L’Occidente di oggi, nel suo politicamente corretto e nelle splendide e ancora lucide uniformi e nelle ben pagate carriere nella Nato crede di poter giocare sulla pelle di Kiev la sua credibilità per essere guida del futuro, o sulla fine della Russia come storia di un popolo e di una cultura senza preoccuparsi che le onde d’urto di un capovolgimento dei termini di potenza alla fine ritornano all’origine, modificando ogni assetto anche quello ritenuto più inattaccabile. Per questo, le considerazioni di Ulrich sono le riflessioni qualunquistiche di un nichilismo che pervade e ispira il protagonista nell’inconcludenza delle proprie giornate vissute sull’onda di un quotidiano che sembra non avere né un passato né un futuro, e non sono poi così prive di un certo realismo.

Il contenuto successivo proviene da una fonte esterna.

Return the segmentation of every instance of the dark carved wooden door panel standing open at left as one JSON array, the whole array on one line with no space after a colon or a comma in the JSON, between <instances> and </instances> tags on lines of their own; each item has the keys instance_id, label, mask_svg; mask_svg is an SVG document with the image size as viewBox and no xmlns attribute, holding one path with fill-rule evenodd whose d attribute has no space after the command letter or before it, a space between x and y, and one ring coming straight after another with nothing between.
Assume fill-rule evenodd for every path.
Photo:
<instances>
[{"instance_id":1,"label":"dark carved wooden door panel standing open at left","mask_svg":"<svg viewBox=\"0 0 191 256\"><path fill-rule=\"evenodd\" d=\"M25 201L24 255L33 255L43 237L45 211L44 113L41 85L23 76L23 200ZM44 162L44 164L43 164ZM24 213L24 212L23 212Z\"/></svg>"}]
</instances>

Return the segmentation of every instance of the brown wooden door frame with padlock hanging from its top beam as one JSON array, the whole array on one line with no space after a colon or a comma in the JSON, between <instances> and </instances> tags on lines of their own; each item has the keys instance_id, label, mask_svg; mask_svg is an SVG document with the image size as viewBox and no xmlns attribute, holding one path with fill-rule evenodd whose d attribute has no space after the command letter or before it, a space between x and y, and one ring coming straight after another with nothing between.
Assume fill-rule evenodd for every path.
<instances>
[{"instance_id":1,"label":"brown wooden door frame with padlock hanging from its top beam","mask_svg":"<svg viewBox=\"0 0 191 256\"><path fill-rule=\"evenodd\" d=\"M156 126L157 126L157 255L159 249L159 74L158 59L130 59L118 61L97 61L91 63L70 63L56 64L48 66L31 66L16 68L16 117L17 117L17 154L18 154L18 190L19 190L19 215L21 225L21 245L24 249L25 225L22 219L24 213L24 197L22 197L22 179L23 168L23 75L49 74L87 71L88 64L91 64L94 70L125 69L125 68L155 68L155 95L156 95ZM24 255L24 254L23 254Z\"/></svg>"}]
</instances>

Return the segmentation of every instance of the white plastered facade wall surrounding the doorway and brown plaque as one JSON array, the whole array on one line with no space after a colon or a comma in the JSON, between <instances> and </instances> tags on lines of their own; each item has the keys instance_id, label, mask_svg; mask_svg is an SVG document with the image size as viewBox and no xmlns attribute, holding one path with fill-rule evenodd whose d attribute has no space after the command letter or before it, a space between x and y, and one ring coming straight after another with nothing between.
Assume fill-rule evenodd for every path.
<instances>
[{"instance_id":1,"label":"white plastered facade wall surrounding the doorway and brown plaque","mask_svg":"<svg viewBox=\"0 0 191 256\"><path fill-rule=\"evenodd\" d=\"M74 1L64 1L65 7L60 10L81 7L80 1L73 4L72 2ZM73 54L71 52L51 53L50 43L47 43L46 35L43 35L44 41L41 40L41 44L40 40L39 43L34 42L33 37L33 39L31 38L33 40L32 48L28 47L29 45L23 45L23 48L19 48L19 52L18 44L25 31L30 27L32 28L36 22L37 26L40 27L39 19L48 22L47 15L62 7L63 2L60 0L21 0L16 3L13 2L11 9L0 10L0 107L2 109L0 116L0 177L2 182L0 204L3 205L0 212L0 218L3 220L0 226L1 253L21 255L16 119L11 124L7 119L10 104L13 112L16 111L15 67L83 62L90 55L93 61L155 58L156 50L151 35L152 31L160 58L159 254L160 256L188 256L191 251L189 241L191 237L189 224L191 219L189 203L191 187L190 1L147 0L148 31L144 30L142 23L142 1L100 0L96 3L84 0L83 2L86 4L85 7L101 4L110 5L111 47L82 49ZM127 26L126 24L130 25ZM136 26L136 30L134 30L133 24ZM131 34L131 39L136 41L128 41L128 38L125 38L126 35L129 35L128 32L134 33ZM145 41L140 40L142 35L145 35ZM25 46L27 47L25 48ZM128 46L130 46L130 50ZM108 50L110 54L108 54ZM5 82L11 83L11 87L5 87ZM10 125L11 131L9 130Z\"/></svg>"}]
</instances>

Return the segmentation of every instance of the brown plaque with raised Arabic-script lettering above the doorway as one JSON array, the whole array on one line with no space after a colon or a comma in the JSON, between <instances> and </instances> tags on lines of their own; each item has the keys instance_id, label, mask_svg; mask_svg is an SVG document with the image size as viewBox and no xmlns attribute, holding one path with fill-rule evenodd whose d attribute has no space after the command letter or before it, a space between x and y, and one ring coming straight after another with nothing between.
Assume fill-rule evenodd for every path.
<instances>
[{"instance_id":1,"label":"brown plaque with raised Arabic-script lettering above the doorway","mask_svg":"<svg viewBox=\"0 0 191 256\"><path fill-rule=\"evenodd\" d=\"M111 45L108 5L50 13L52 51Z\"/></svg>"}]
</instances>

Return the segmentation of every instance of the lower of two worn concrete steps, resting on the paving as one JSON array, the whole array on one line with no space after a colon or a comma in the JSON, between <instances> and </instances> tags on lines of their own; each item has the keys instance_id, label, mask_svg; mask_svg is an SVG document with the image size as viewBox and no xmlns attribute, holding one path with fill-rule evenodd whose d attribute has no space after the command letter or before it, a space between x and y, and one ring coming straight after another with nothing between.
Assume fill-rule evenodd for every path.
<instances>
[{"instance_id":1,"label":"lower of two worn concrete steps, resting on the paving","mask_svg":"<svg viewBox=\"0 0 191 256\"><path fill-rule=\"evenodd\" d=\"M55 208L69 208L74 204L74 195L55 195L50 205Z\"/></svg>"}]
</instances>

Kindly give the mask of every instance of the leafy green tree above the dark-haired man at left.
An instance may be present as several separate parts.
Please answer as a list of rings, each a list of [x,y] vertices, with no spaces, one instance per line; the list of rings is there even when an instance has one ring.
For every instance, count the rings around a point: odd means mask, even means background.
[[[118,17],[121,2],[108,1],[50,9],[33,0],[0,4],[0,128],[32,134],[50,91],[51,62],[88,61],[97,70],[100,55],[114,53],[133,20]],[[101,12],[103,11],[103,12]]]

L’ Europa come Occidente per differenza, sperimenta, alla fine, come e in che misura il dilettantismo, o meglio una certa superficialità consapevole, si sia impadronita della politica continentale. Lo stesso concetto del comprehensive approach, su cui si era costruito quel dialogo tra Nato e Federazione russa nel passato per il quale si poneva, quasi in una posizione paradigmatica di comodo diretta a giustificare, da Roma 2002 sino a oggi, un’Alleanza necessaria, non è più un valore ma un disvalore perché comprendere non è una virtù. Alla fine il limite della stessa Nato risiede proprio dall’aver capovolto i termini della sua esistenza storica rischiando di non essere più una sorta di erede di valori occidentali coniugati con una declinazione europeista, ma espressione ormai sempre più diretta di una politica egemonica che fa della Nato uno strumento geo…politico per conto altrui.